President Nixon presented one of three Atomic Pioneer Awards to Conant at the Whilte House on February 27. Giving it, he praised Conant's participation in the development of the bomb and his role in the atomic energy program after World War II.
In 1940, while President of Harvard, Conant became the chairman of the National Defense Research Committee, a group of scientists supervising the development of the atomic bomb.
As committee chairman, Conant served as a liaison between President Franklin D. Roosevelt and the scientists working on the bomb. When Harry S. Truman became President, the committee unanimously recommended that the atomic bomb be dropped without warning on Japan.

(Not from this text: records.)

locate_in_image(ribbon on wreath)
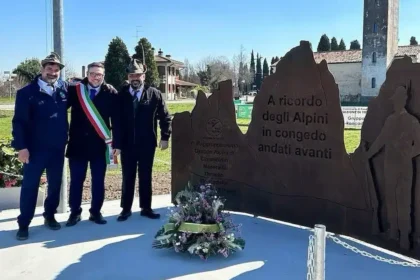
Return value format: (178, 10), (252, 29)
(163, 223), (225, 233)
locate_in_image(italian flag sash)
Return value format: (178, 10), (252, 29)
(76, 83), (117, 164)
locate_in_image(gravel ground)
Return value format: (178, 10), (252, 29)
(74, 172), (171, 202)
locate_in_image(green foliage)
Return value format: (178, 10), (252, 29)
(350, 40), (360, 50)
(13, 58), (41, 84)
(338, 39), (347, 51)
(105, 37), (130, 89)
(331, 37), (339, 51)
(317, 34), (331, 52)
(249, 50), (256, 84)
(133, 38), (159, 87)
(0, 139), (23, 188)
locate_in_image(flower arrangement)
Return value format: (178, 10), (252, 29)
(153, 184), (245, 260)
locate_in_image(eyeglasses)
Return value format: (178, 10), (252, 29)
(89, 72), (104, 78)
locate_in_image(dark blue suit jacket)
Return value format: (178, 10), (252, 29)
(66, 78), (121, 160)
(12, 75), (68, 152)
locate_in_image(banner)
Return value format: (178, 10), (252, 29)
(341, 106), (367, 129)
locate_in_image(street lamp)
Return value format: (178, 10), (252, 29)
(3, 71), (16, 99)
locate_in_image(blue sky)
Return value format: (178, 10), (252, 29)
(0, 0), (420, 76)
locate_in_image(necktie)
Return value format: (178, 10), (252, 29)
(89, 89), (96, 100)
(133, 92), (139, 112)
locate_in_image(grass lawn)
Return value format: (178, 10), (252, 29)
(0, 103), (360, 174)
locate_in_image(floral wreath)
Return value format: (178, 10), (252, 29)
(153, 184), (245, 259)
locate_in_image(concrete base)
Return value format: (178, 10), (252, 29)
(0, 195), (420, 280)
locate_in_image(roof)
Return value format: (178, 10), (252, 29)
(271, 46), (420, 67)
(175, 80), (198, 87)
(155, 55), (184, 66)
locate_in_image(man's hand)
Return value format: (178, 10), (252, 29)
(105, 84), (118, 94)
(159, 140), (169, 150)
(18, 149), (29, 163)
(112, 149), (121, 157)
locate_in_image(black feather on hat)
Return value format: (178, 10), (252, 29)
(126, 58), (147, 74)
(41, 52), (64, 69)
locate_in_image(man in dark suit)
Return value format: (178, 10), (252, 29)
(118, 59), (171, 221)
(66, 63), (121, 226)
(12, 53), (68, 240)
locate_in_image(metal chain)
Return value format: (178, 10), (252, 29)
(327, 234), (420, 268)
(306, 234), (315, 280)
(0, 171), (23, 178)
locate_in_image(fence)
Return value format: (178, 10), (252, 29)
(306, 224), (420, 280)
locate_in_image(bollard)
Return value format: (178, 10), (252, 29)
(57, 158), (68, 213)
(314, 224), (326, 280)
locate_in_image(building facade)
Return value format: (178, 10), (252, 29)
(155, 49), (184, 100)
(271, 0), (420, 102)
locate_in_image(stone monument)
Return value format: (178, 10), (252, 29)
(172, 41), (420, 256)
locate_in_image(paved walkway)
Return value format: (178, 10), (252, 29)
(0, 195), (420, 280)
(0, 99), (195, 111)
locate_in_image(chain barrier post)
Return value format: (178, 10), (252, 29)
(314, 224), (326, 280)
(306, 234), (315, 280)
(57, 158), (67, 213)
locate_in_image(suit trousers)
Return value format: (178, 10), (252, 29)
(121, 145), (156, 211)
(69, 155), (106, 215)
(17, 149), (64, 227)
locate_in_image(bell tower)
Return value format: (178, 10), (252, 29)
(361, 0), (399, 101)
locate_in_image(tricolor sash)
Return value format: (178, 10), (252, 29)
(76, 83), (117, 164)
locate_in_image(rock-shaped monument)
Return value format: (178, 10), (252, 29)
(172, 42), (420, 254)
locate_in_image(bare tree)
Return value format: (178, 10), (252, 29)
(196, 56), (235, 89)
(64, 62), (78, 79)
(232, 45), (251, 91)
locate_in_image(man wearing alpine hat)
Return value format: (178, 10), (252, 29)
(12, 53), (68, 240)
(118, 58), (171, 221)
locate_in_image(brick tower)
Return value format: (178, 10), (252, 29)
(361, 0), (399, 101)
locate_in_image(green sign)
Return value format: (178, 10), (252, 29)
(236, 104), (253, 119)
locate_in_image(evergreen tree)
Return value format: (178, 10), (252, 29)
(13, 58), (41, 84)
(255, 54), (263, 90)
(249, 50), (255, 84)
(263, 58), (270, 80)
(105, 37), (130, 89)
(317, 34), (331, 52)
(331, 37), (339, 51)
(133, 38), (159, 86)
(350, 40), (360, 50)
(338, 39), (346, 51)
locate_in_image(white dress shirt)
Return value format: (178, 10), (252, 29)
(38, 78), (58, 96)
(88, 83), (101, 96)
(129, 86), (143, 101)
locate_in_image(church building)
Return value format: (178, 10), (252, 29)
(271, 0), (420, 103)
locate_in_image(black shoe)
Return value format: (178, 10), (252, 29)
(44, 217), (61, 230)
(140, 209), (160, 219)
(16, 227), (29, 240)
(66, 214), (82, 227)
(117, 210), (131, 222)
(89, 213), (107, 225)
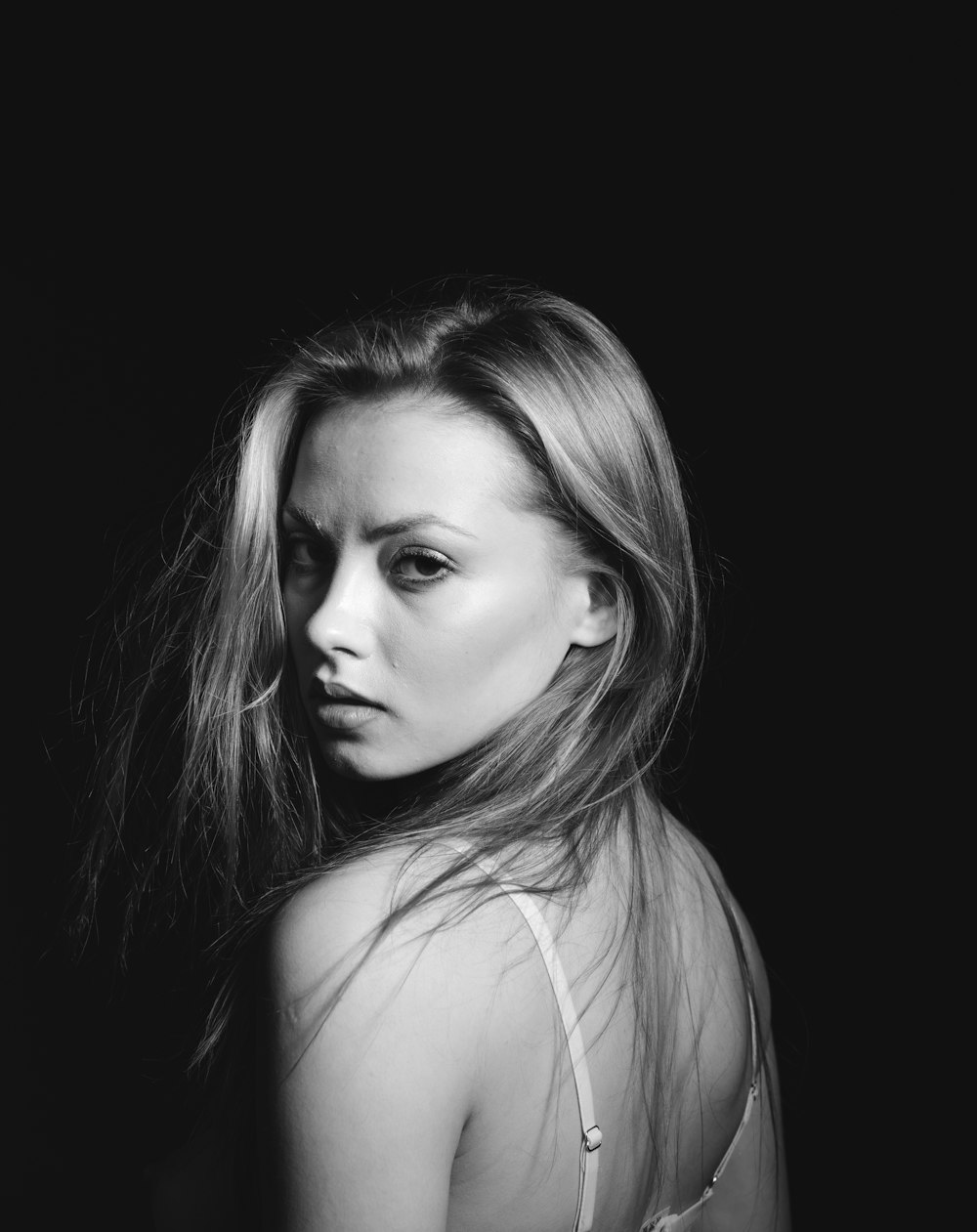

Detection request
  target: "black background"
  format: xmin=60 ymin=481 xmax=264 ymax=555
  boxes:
xmin=8 ymin=196 xmax=856 ymax=1228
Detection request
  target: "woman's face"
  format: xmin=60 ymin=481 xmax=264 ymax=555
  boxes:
xmin=283 ymin=397 xmax=593 ymax=780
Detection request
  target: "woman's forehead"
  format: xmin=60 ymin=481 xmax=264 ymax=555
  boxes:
xmin=289 ymin=396 xmax=531 ymax=511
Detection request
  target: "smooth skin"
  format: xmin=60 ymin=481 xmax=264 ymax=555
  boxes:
xmin=260 ymin=400 xmax=788 ymax=1232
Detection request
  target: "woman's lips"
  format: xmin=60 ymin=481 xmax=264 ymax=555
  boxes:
xmin=311 ymin=679 xmax=383 ymax=732
xmin=312 ymin=695 xmax=383 ymax=732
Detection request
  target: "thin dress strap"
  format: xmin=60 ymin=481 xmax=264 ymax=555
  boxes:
xmin=443 ymin=840 xmax=601 ymax=1232
xmin=639 ymin=995 xmax=760 ymax=1232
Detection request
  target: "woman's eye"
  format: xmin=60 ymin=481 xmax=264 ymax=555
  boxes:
xmin=391 ymin=548 xmax=451 ymax=585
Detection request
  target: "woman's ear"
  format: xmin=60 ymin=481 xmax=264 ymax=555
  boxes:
xmin=571 ymin=573 xmax=617 ymax=646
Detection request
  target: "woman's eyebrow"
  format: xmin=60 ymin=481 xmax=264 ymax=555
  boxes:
xmin=283 ymin=501 xmax=478 ymax=543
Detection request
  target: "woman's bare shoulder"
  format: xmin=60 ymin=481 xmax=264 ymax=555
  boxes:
xmin=264 ymin=844 xmax=517 ymax=1004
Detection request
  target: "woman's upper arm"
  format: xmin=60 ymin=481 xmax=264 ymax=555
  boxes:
xmin=259 ymin=866 xmax=485 ymax=1232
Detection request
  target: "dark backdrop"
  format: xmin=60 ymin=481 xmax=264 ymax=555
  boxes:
xmin=17 ymin=229 xmax=841 ymax=1228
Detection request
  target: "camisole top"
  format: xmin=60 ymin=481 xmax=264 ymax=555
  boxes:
xmin=451 ymin=843 xmax=759 ymax=1232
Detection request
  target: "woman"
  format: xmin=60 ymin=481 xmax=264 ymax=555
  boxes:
xmin=79 ymin=284 xmax=788 ymax=1232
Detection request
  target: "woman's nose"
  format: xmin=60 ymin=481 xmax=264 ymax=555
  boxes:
xmin=306 ymin=567 xmax=374 ymax=659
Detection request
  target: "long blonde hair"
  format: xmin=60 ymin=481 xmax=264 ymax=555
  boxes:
xmin=81 ymin=282 xmax=751 ymax=1202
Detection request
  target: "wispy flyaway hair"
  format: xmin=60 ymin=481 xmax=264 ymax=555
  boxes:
xmin=76 ymin=282 xmax=773 ymax=1202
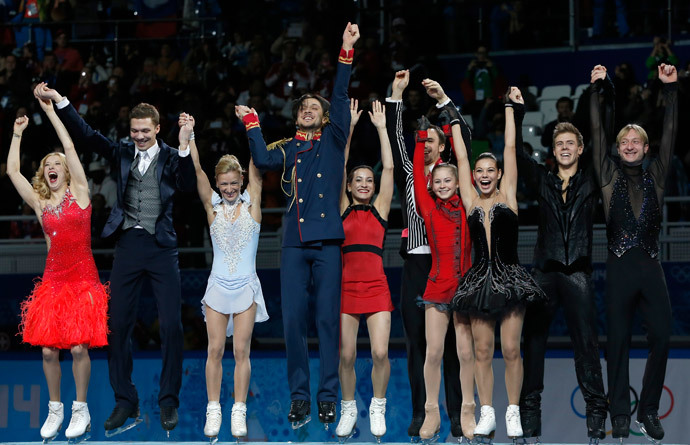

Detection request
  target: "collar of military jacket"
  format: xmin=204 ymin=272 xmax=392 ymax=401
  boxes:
xmin=295 ymin=130 xmax=321 ymax=141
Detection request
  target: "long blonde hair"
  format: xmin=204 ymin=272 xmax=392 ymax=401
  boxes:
xmin=31 ymin=151 xmax=72 ymax=199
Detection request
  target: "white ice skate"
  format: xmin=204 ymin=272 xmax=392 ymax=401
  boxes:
xmin=369 ymin=397 xmax=386 ymax=443
xmin=230 ymin=402 xmax=247 ymax=442
xmin=65 ymin=400 xmax=91 ymax=444
xmin=41 ymin=402 xmax=65 ymax=443
xmin=506 ymin=405 xmax=522 ymax=443
xmin=204 ymin=402 xmax=223 ymax=445
xmin=474 ymin=405 xmax=496 ymax=444
xmin=335 ymin=400 xmax=357 ymax=443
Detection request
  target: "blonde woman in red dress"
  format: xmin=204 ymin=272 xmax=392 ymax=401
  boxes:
xmin=7 ymin=84 xmax=108 ymax=440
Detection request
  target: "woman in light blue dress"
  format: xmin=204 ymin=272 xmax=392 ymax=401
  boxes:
xmin=178 ymin=113 xmax=268 ymax=438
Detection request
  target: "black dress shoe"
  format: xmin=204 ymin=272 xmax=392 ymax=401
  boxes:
xmin=448 ymin=413 xmax=462 ymax=437
xmin=317 ymin=402 xmax=335 ymax=423
xmin=520 ymin=406 xmax=541 ymax=437
xmin=161 ymin=406 xmax=177 ymax=431
xmin=407 ymin=413 xmax=424 ymax=437
xmin=104 ymin=405 xmax=139 ymax=431
xmin=611 ymin=414 xmax=630 ymax=439
xmin=587 ymin=413 xmax=606 ymax=439
xmin=637 ymin=412 xmax=664 ymax=440
xmin=288 ymin=400 xmax=311 ymax=422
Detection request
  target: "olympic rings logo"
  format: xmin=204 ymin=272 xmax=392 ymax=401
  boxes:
xmin=570 ymin=385 xmax=675 ymax=436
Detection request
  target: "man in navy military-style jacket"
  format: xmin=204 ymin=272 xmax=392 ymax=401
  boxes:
xmin=35 ymin=87 xmax=196 ymax=434
xmin=236 ymin=23 xmax=359 ymax=428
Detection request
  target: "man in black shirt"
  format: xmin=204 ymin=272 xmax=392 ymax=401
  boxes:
xmin=515 ymin=109 xmax=606 ymax=440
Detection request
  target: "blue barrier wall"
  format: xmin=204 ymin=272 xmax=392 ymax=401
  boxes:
xmin=0 ymin=262 xmax=690 ymax=350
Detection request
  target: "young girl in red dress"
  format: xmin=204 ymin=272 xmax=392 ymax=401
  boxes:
xmin=7 ymin=84 xmax=108 ymax=440
xmin=335 ymin=99 xmax=394 ymax=438
xmin=413 ymin=79 xmax=474 ymax=443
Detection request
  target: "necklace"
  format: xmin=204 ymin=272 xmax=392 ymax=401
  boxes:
xmin=223 ymin=196 xmax=240 ymax=221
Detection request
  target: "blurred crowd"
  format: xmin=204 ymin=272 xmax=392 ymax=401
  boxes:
xmin=0 ymin=0 xmax=690 ymax=267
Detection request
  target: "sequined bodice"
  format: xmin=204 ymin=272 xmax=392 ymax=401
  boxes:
xmin=606 ymin=171 xmax=661 ymax=258
xmin=210 ymin=191 xmax=261 ymax=278
xmin=42 ymin=189 xmax=93 ymax=279
xmin=467 ymin=202 xmax=518 ymax=264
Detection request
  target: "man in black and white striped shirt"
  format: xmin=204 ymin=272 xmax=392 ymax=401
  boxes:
xmin=386 ymin=70 xmax=469 ymax=437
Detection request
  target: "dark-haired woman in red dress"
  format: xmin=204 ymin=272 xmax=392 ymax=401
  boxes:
xmin=335 ymin=99 xmax=394 ymax=438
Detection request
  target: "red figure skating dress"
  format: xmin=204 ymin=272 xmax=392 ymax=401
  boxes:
xmin=19 ymin=189 xmax=109 ymax=349
xmin=340 ymin=205 xmax=393 ymax=314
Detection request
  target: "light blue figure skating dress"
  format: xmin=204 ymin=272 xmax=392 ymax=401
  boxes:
xmin=201 ymin=190 xmax=268 ymax=337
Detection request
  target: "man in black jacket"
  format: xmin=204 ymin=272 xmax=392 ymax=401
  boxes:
xmin=515 ymin=101 xmax=607 ymax=440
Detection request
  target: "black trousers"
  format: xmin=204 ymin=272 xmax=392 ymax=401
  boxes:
xmin=606 ymin=247 xmax=673 ymax=419
xmin=520 ymin=269 xmax=606 ymax=433
xmin=108 ymin=229 xmax=183 ymax=408
xmin=400 ymin=254 xmax=462 ymax=416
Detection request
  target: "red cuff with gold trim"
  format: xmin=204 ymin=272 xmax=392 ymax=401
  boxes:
xmin=338 ymin=48 xmax=355 ymax=65
xmin=242 ymin=113 xmax=259 ymax=131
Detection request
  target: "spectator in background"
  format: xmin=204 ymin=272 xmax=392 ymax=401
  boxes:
xmin=541 ymin=96 xmax=575 ymax=147
xmin=53 ymin=29 xmax=84 ymax=76
xmin=465 ymin=45 xmax=498 ymax=117
xmin=9 ymin=200 xmax=43 ymax=239
xmin=645 ymin=36 xmax=678 ymax=80
xmin=11 ymin=0 xmax=53 ymax=60
xmin=592 ymin=0 xmax=630 ymax=37
xmin=38 ymin=52 xmax=58 ymax=88
xmin=265 ymin=40 xmax=311 ymax=108
xmin=89 ymin=161 xmax=117 ymax=209
xmin=156 ymin=43 xmax=182 ymax=83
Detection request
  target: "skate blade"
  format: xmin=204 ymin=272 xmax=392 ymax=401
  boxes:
xmin=67 ymin=430 xmax=91 ymax=445
xmin=336 ymin=424 xmax=357 ymax=444
xmin=105 ymin=417 xmax=144 ymax=437
xmin=43 ymin=430 xmax=60 ymax=445
xmin=290 ymin=415 xmax=311 ymax=430
xmin=419 ymin=433 xmax=440 ymax=445
xmin=636 ymin=420 xmax=661 ymax=445
xmin=472 ymin=431 xmax=496 ymax=445
xmin=510 ymin=436 xmax=536 ymax=445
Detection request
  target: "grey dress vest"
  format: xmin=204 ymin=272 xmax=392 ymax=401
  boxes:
xmin=122 ymin=152 xmax=161 ymax=235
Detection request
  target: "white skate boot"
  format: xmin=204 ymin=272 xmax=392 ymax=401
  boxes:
xmin=204 ymin=402 xmax=223 ymax=445
xmin=41 ymin=402 xmax=65 ymax=443
xmin=369 ymin=397 xmax=386 ymax=443
xmin=230 ymin=402 xmax=247 ymax=441
xmin=474 ymin=405 xmax=496 ymax=444
xmin=335 ymin=400 xmax=357 ymax=443
xmin=65 ymin=400 xmax=91 ymax=444
xmin=506 ymin=405 xmax=522 ymax=443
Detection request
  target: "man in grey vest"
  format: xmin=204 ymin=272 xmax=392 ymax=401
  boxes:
xmin=34 ymin=84 xmax=196 ymax=436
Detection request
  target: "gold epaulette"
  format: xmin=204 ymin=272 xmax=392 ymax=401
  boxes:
xmin=266 ymin=138 xmax=292 ymax=151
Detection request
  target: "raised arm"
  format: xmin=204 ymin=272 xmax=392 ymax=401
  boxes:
xmin=501 ymin=87 xmax=525 ymax=209
xmin=412 ymin=116 xmax=434 ymax=217
xmin=177 ymin=113 xmax=213 ymax=214
xmin=589 ymin=65 xmax=615 ymax=187
xmin=235 ymin=105 xmax=285 ymax=170
xmin=439 ymin=108 xmax=477 ymax=212
xmin=329 ymin=22 xmax=359 ymax=149
xmin=37 ymin=93 xmax=91 ymax=208
xmin=340 ymin=99 xmax=362 ymax=215
xmin=7 ymin=116 xmax=41 ymax=212
xmin=649 ymin=64 xmax=678 ymax=189
xmin=369 ymin=101 xmax=395 ymax=220
xmin=34 ymin=82 xmax=118 ymax=160
xmin=247 ymin=159 xmax=263 ymax=223
xmin=386 ymin=70 xmax=412 ymax=184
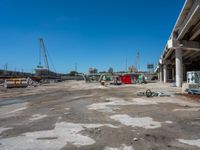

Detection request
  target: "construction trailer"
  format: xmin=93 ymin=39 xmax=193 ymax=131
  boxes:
xmin=3 ymin=78 xmax=28 ymax=88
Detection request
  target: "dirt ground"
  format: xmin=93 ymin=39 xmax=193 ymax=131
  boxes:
xmin=0 ymin=81 xmax=200 ymax=150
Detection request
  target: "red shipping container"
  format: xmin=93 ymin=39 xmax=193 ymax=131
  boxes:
xmin=121 ymin=75 xmax=132 ymax=84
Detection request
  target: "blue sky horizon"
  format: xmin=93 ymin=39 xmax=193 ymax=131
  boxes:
xmin=0 ymin=0 xmax=185 ymax=73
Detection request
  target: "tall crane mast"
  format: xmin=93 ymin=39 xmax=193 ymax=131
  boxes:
xmin=38 ymin=38 xmax=49 ymax=70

"At the time I felt that the decision of the President to drop the bomb was correct," Conant said yesterday. "Colonel Stimpson, then Secretary of War, got the opinion of the committee on whether there was any other way to demonstrate successfully the terrible power of the atomic bomb to end the war. I thought there was no other way, and I have no regrets about that decision."
After the war, Conant was appointed to the General Advisory Commission, where he, along with J. Robert Oppenheimer and other committee members, advised against the development of the hydrogen bomb.
"We were overruled, and today Iam inclined to agree that we were wrong," Conant said. "When we made the recommendation, we thought there was a very small chance that the bomb would work. A new development [introduced by Edward M. Teller] made it a much more straightforward thing. I at least had hoped that the President and Secretary Acheson might have used the threat of developing an atomic bomb to force weapons control negotiations with the Russians, but looking back, that may have been a utopian point of view."
A specialist in organic chemistry, Conant worked as an Army major during World War 1 on manufacturing a poison gas. "Chemical warfare strikes me as having a nuisance value, not as being a very effective weapon. Both sides are better off not using it."
Conant approved of President Nixon's speech condemning the use of chemical and biological warfare. "I never liked biological warfare," he commented, "perhaps because I didn't know much about it. But I was always worried that, if rumors were correct, we would have epidemics that couldn't be stopped-which would be worse than an atomic bomb."
Conant, who was President of Harvard from 1933 to 1953, is known for his writings on education, which include the book. American High Schools Today, His autobiography. My Several Lives, was published last week. Now 76 years old, he hopes in the future to write another book on education and a small book-"of interest only to historians"-on his experiences as United States High Commisioner and then Ambassador to West Germany, from 1953 to 1957.